During this visit, the official government exchange was $1 USD for 26 Pesos. The street rate was around $1 USD for 55-68 CUP depending on what day and person tried to hit you up. The monetary changes can be very confusing and should be left for another article. To say the least, wrapping your head around it, along with the fluctuations keeps you on your feet.

“As U.S. Citizen, and under the OFAC license Support of the Cuban People the only lodging available is from privately owned homes. To tell you the truth, this is the only way I'd visit Cuba, even if the restrictions were eliminated.” Private homes are called Casa Particulars, which are privately owned, and the family or managers live on site. Miramar, a high-end neighborhood dotted with Embassies, beautiful trees, and flowering bougainvillea makes it a great place to stay.

Before even making it to the accommodations, a meeting with some local Cuban's at Grandma's house was the beginning of the experience. Here, we had three locals, Grandma, her grandson, and a friend. They were able to explain to the group about everyday life in the country. All this while enjoying some Cuban Rum, plantains, croquettes, and other tasty treats from Grandma's kitchen. Participants were drawn into the discussion and ready to ask questions. The most interesting was when it was Grandma's turn. She is a Cuban that lived through the Triumph of the Revolution and had quite a few words to say about her experience. This is a behind the curtain look that any traveler to Cuba needs to experience and makes a great start to the beginning of the journey.

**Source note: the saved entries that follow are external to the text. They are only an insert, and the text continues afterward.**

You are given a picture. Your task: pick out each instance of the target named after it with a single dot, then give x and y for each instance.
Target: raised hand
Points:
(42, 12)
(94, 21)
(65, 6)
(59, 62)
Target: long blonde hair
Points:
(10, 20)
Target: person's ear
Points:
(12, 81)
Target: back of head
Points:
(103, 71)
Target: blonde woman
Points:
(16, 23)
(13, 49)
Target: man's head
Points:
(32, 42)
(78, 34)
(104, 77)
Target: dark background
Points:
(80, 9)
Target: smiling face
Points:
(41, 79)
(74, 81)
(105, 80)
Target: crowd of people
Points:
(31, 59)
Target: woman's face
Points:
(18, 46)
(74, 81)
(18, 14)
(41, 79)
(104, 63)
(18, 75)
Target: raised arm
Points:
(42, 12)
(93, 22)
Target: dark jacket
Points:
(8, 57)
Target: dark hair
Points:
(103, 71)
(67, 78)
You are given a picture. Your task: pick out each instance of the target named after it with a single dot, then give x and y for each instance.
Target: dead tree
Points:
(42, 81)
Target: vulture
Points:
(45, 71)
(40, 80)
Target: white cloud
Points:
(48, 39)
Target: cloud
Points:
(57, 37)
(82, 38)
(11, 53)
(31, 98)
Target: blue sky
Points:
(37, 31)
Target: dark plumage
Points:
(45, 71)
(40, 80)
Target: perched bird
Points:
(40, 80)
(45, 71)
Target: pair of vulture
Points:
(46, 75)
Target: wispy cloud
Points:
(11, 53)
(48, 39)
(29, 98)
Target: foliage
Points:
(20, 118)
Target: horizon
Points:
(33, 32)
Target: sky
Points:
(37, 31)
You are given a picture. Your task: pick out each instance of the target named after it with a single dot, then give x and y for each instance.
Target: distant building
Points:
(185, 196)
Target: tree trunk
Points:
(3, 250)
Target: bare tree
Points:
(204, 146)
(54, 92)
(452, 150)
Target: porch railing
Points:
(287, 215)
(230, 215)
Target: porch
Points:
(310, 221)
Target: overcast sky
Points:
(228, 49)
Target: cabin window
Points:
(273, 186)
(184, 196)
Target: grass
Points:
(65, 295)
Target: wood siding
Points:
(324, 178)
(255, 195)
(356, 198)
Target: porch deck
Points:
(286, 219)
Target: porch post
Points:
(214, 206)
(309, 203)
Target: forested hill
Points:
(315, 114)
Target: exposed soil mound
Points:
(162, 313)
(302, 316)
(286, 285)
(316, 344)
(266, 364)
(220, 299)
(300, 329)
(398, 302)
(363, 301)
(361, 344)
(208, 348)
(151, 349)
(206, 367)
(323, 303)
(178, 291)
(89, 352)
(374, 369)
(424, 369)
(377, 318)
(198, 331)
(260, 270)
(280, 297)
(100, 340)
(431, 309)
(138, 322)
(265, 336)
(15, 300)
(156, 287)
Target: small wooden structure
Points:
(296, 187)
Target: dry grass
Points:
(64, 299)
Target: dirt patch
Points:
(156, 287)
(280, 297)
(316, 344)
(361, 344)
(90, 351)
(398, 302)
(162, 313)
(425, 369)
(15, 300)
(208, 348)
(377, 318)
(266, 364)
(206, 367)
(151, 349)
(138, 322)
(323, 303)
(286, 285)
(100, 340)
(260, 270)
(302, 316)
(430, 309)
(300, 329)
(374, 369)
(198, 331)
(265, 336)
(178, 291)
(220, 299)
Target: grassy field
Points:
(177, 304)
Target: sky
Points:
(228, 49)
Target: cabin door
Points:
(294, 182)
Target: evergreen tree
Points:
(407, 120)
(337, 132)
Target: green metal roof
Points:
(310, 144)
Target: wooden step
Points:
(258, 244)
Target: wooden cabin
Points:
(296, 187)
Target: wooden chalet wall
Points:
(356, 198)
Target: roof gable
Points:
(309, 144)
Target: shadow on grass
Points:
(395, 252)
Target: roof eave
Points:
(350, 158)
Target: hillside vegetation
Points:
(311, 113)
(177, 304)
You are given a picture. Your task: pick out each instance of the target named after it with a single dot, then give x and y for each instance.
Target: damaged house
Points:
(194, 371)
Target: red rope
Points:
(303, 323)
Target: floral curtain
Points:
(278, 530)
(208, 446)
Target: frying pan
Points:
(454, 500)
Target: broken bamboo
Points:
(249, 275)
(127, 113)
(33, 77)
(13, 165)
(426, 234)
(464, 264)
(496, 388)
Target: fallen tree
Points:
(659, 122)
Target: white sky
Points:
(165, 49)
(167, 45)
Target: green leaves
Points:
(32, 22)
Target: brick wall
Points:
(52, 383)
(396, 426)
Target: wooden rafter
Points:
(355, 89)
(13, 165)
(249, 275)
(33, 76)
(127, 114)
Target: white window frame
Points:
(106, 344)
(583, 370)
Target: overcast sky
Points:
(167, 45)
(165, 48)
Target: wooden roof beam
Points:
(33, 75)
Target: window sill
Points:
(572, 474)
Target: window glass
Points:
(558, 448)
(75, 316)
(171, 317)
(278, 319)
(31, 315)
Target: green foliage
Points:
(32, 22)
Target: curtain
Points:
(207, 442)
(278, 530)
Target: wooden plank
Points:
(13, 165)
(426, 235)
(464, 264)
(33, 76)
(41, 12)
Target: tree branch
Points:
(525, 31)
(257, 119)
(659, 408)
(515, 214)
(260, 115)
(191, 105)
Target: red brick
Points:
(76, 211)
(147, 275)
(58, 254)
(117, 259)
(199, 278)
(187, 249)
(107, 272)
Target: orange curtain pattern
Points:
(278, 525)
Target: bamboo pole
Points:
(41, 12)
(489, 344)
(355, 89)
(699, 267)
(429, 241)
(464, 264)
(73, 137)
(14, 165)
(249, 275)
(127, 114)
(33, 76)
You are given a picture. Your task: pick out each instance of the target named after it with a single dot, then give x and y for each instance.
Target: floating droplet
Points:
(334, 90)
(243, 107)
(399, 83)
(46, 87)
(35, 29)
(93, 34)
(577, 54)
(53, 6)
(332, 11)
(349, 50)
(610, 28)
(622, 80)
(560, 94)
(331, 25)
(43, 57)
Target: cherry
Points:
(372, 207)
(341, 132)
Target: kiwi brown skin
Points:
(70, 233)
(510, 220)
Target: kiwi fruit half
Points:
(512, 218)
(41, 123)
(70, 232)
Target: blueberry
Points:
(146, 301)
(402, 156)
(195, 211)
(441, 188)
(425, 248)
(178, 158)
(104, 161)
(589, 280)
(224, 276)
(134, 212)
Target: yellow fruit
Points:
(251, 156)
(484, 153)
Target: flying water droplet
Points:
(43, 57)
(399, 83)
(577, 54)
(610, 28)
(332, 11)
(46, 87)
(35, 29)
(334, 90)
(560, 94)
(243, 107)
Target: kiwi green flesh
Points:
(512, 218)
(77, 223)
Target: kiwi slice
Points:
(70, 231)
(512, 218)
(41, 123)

All the protocols are in place, wet mats with bleach, hand sanitizer, masks, and even grandma had her plastic face shield. Cuba took it seriously at the beginning of the pandemic. Lockdowns were in place, and COVID raged just like anywhere else until the vaccines began to roll out. Here you can see a drastic reduction in cases, deaths, and hospitalizations on charts found all over google. For Cubans, it wasn't a matter of choice to get the vaccine. It was an obligation each person had to meet.

“I felt safer here than in the U.S.”, says Daniel Milks. Omicron cases in Cuba are low by comparison. The World Health Organization has Soberana, Cuba's most effective vaccine in stage three trials. It's already being used in Vietnam, Mexico, Iran, Venezuela, and more. Cuba boasts a 91.2% efficacy rate with three jabs being a full set.

Guests reflect back on the“Forbidden Fruit” that Cuba is for Americans. The complexities of operating a nation under an embargo. The desire of both governments to mend fences and establish relationships. Minds wander with memories as the airport nears. Soon, family and friends will be shown pictures and hear experiences. Maybe those stories are powerful enough to lead to change, one person at a time.